Dark past, bright future
Lennon was born with a rare genetic disorder that caused skin spots, and benign tumors all over her body, including her brain and heart, Grace said.
“She showed no symptoms until she was eight months old and she just out of the blue one day, woke up and started having seizures, like, all day every day,” she said.
Doctors treated her and she got back to 100% normal, until Lennon was 11 months old and one morning, she threw up, her mom said.
“By the end of the day, she was just so lethargic and didn’t want to eat. Didn’t wanna, wouldn’t wake up,” Grace said. “We took her to the ER and by the end of the day, she was on life support and dialysis, and within 24 hours, they were sitting us down, telling us that they were putting her on the transplant list, that we needed to agree that was something we were okay with that.

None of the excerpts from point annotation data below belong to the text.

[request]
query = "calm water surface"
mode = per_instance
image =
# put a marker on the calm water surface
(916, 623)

“We had to sign all these papers that, like, we would take on this responsibility if she got a transplant,” she said.
Those six days before the transplant felt like an eternity.

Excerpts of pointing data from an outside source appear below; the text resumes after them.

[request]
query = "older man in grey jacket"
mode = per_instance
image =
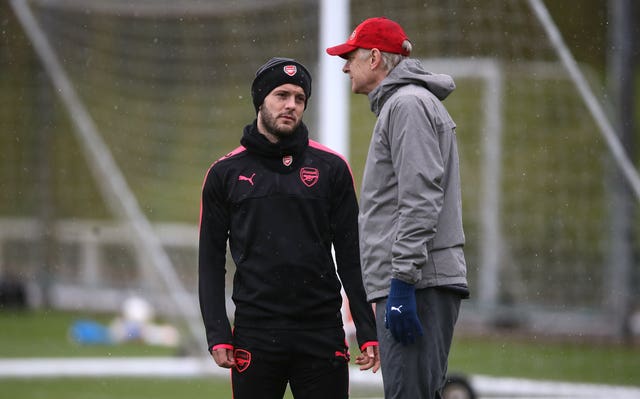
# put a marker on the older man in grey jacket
(411, 234)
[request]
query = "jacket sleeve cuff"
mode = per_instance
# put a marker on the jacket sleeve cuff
(364, 346)
(220, 346)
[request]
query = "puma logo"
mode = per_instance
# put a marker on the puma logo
(245, 178)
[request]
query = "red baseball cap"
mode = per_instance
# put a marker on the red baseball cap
(379, 32)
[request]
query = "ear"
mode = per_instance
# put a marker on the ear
(376, 59)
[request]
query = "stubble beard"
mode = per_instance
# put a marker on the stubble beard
(269, 122)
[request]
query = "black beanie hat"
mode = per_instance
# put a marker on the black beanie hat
(278, 71)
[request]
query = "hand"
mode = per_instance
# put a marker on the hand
(223, 357)
(401, 317)
(370, 358)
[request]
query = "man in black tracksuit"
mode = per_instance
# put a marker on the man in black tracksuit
(281, 201)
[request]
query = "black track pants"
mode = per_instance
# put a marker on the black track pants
(314, 363)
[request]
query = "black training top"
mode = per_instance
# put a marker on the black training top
(281, 206)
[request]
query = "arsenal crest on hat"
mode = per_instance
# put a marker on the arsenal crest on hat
(290, 69)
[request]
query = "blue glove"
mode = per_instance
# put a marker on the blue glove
(401, 317)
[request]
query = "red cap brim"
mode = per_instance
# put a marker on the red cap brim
(341, 50)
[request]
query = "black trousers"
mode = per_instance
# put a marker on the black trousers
(313, 362)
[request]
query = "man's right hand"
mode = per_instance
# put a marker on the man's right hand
(223, 357)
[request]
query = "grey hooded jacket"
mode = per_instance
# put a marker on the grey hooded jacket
(410, 203)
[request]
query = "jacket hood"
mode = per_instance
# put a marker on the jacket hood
(410, 71)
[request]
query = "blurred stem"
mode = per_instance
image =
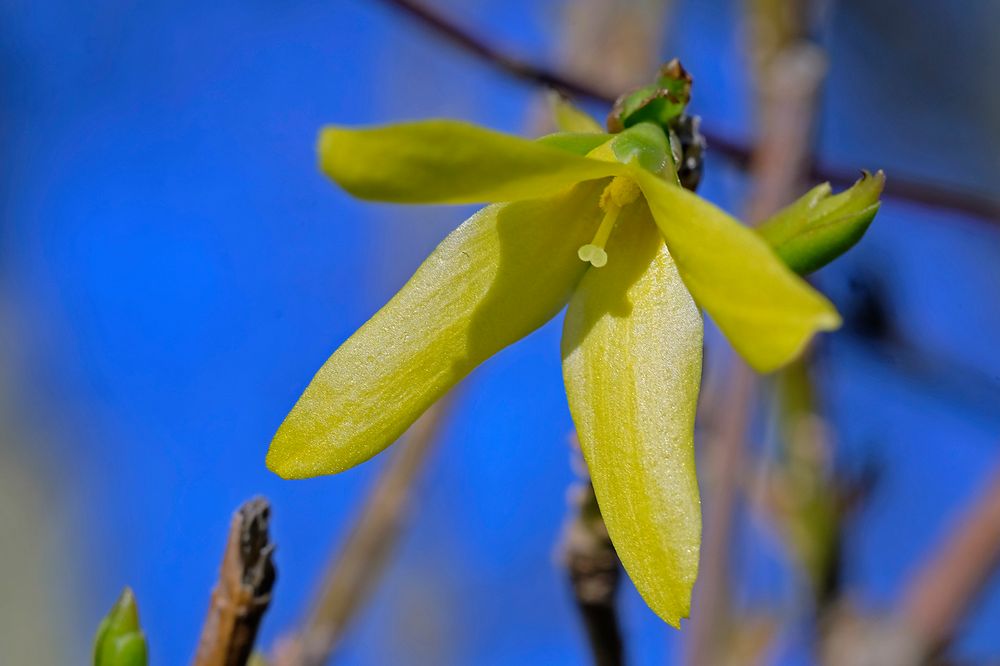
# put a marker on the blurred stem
(945, 588)
(788, 88)
(980, 207)
(354, 571)
(595, 574)
(617, 43)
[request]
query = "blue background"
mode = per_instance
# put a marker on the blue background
(174, 269)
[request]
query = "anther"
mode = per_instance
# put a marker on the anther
(618, 194)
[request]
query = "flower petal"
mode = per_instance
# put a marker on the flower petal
(502, 274)
(632, 348)
(443, 161)
(767, 312)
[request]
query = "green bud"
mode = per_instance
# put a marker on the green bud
(119, 640)
(818, 228)
(660, 103)
(647, 145)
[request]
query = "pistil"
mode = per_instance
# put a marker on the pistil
(618, 194)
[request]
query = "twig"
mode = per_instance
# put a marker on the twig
(915, 191)
(351, 575)
(594, 33)
(789, 88)
(243, 592)
(948, 584)
(724, 458)
(595, 573)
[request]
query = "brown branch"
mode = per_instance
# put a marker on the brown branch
(243, 592)
(789, 87)
(594, 573)
(905, 189)
(940, 595)
(352, 574)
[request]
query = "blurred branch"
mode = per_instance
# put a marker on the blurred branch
(724, 462)
(914, 191)
(942, 592)
(935, 601)
(595, 574)
(352, 574)
(788, 88)
(243, 592)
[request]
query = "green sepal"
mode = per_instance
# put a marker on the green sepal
(645, 145)
(661, 102)
(119, 640)
(817, 228)
(578, 143)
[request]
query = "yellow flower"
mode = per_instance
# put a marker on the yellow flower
(596, 221)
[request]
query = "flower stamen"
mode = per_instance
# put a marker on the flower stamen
(619, 193)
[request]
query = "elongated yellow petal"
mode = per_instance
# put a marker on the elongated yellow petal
(632, 366)
(499, 276)
(444, 161)
(766, 311)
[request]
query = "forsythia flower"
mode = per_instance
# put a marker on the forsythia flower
(596, 221)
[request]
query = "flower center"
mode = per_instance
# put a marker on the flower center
(618, 194)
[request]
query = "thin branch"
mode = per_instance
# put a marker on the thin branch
(594, 573)
(243, 592)
(911, 190)
(942, 592)
(352, 574)
(789, 88)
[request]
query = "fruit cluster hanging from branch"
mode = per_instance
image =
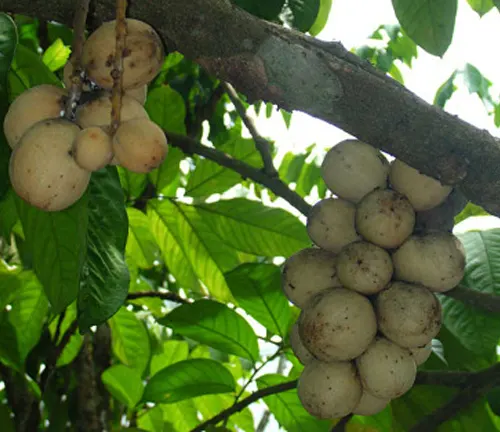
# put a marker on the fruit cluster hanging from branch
(60, 136)
(366, 290)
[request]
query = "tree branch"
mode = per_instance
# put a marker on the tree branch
(190, 146)
(480, 300)
(262, 144)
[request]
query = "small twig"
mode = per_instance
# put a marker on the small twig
(477, 299)
(75, 91)
(263, 145)
(117, 72)
(274, 184)
(155, 294)
(279, 388)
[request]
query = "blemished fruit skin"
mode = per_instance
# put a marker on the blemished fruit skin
(298, 348)
(408, 314)
(98, 112)
(330, 224)
(385, 217)
(42, 169)
(364, 267)
(140, 145)
(421, 354)
(329, 390)
(337, 324)
(352, 169)
(142, 57)
(92, 149)
(436, 260)
(386, 370)
(308, 272)
(423, 192)
(369, 404)
(33, 105)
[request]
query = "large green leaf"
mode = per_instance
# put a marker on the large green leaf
(187, 379)
(106, 278)
(57, 243)
(429, 23)
(257, 288)
(475, 329)
(209, 177)
(141, 245)
(186, 253)
(287, 408)
(216, 325)
(130, 340)
(124, 384)
(251, 227)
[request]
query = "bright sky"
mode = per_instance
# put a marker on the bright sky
(473, 40)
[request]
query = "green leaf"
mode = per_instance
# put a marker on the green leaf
(481, 6)
(57, 243)
(106, 278)
(141, 245)
(214, 324)
(185, 251)
(209, 177)
(477, 330)
(325, 6)
(251, 227)
(56, 56)
(173, 351)
(257, 288)
(124, 384)
(28, 70)
(304, 13)
(130, 340)
(187, 379)
(287, 408)
(429, 23)
(445, 92)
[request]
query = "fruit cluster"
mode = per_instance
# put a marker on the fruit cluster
(366, 289)
(53, 157)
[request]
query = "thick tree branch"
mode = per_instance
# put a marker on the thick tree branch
(190, 146)
(263, 145)
(267, 62)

“It feels like that those six days in my life was an entire year. Like when I tell the story, it just doesn’t feel real because it feels like that lasted an entire year,” she said, noting they ended up in the hospital for about 200 days in 2020, Grace said.
Because of Covid restrictions, Lennon couldn’t have family visitors in the hospital between February and November.

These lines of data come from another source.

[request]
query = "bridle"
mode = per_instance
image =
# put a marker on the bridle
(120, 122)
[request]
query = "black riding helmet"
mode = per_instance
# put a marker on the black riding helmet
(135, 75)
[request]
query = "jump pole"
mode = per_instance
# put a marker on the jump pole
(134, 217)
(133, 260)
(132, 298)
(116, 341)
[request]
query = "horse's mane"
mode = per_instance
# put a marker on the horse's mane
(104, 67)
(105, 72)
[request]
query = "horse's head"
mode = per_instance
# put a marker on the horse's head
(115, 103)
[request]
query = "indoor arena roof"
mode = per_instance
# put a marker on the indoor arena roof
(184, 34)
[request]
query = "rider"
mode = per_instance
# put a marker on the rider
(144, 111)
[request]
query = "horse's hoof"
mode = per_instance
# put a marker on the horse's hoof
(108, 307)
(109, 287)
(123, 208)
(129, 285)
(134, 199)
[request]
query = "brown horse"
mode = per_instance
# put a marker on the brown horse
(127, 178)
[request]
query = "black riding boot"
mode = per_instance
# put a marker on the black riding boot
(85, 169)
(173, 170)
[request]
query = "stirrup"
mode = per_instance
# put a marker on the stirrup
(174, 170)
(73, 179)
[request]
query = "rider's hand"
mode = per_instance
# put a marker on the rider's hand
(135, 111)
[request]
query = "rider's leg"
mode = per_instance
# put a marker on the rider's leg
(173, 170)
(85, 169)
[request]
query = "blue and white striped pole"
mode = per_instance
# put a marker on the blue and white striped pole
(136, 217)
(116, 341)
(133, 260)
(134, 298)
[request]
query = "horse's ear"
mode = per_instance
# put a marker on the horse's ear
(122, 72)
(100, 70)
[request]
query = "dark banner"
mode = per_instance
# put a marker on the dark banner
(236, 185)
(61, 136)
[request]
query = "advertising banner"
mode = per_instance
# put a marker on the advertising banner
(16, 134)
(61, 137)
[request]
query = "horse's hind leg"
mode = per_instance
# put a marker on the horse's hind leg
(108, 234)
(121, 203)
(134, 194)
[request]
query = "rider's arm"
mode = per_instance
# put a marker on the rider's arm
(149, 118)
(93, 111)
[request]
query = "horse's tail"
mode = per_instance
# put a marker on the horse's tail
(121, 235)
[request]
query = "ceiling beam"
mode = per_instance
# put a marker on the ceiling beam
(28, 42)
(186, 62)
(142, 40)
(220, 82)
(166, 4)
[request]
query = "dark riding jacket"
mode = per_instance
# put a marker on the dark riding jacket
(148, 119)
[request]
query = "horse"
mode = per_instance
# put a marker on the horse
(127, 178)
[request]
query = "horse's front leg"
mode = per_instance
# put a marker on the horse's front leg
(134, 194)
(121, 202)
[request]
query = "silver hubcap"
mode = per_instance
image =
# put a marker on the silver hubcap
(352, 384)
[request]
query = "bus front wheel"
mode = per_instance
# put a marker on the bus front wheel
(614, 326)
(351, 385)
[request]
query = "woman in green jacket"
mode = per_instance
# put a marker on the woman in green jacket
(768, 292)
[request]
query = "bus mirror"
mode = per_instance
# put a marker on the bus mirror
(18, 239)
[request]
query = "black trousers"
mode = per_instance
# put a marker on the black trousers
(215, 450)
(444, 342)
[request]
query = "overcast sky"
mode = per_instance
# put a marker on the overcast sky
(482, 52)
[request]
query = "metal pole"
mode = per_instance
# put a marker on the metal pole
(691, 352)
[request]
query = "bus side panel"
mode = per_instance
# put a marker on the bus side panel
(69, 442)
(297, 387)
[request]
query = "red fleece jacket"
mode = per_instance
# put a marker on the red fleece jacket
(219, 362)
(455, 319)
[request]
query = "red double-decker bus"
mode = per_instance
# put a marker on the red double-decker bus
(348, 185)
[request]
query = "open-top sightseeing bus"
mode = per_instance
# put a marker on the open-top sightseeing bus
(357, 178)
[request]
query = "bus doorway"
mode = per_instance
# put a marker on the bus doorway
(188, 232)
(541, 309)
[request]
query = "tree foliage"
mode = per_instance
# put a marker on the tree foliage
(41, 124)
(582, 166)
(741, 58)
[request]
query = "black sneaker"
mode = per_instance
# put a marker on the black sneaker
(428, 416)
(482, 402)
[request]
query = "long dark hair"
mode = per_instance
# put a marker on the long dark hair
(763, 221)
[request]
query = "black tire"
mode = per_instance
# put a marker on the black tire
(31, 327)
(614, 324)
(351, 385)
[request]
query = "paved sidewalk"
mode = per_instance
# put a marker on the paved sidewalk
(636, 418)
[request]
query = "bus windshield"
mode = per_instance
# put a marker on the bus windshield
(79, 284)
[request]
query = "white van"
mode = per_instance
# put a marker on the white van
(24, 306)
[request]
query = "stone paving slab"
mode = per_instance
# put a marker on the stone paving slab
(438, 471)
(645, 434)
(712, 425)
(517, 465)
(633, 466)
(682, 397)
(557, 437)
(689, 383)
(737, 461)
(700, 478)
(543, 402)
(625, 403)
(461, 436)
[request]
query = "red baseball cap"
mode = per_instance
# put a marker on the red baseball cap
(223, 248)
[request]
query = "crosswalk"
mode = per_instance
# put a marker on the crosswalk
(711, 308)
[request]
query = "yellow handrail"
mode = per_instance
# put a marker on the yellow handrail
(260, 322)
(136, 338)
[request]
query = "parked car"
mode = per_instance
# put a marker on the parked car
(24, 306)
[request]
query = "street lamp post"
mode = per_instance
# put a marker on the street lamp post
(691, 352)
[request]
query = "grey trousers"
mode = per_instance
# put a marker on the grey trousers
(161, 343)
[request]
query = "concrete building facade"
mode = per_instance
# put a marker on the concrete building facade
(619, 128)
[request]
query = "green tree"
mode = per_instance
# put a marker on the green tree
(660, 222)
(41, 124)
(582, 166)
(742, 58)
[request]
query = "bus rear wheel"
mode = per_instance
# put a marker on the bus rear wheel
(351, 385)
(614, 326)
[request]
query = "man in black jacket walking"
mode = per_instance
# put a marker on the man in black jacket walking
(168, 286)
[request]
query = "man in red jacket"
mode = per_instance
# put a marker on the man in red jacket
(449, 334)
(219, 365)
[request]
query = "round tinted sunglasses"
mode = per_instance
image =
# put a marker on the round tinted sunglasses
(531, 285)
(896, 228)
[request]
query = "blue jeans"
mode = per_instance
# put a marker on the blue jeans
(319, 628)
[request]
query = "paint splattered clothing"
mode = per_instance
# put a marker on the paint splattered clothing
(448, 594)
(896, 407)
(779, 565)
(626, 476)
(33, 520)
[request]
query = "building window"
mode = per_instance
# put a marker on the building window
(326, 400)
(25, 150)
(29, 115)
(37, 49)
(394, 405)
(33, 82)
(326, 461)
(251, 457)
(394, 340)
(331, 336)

Grace is so grateful for her “Idol” outlet.
“I’m really honored that I get to tell that story in a such a large setting,” she said of TV. “But honestly, the biggest thing is that I just wasn’t able to play anymore — I wasn’t able to perform and live performance, that is my focus.
“That is what I do and want to do. So between that and then also having Lennon and going through that medical journey with her, I think it also just boosted my confidence, like through the roof,” she said.
“I’ve always been a very confident person, but there’s something about hearing that your kid is going to die, that makes nothing else in the world seem scary,” Grace said. “Lennon literally has a smile on her face every single day. And every day when I wake up like you know, you wake up and you’re like, I’m a little pissed about something.
“This kid literally came back from death multiple times and she smiled every day like there’s nothing to complain about.” Grace has health insurance that has covered Lennon’s bills (including extra children’s insurance through the state of California), but has had lots of help from family and friends.
“There’s no way I could have made it through the whole thing without all of our friends and family, like offering help,” she said. “I was constantly in this state of, like, feeling awful. So, you know, so many times when my mom and our friends would be like, I’m gonna send you a meal, and I’d be like, that’s great, because I don’t think I’ve eaten in a day and a half.”
Grace is among over 40 contestants (of the original 113 who auditioned) to make to the next round of “American Idol,” which airs Sunday and Monday at 7 p.m. on ABC. You can see some of her “Idol” performances HERE and HERE.
She is next scheduled to play live at a music festival Aug. 20-22 in Chillicothe, Ill. (90 miles southeast of Moline).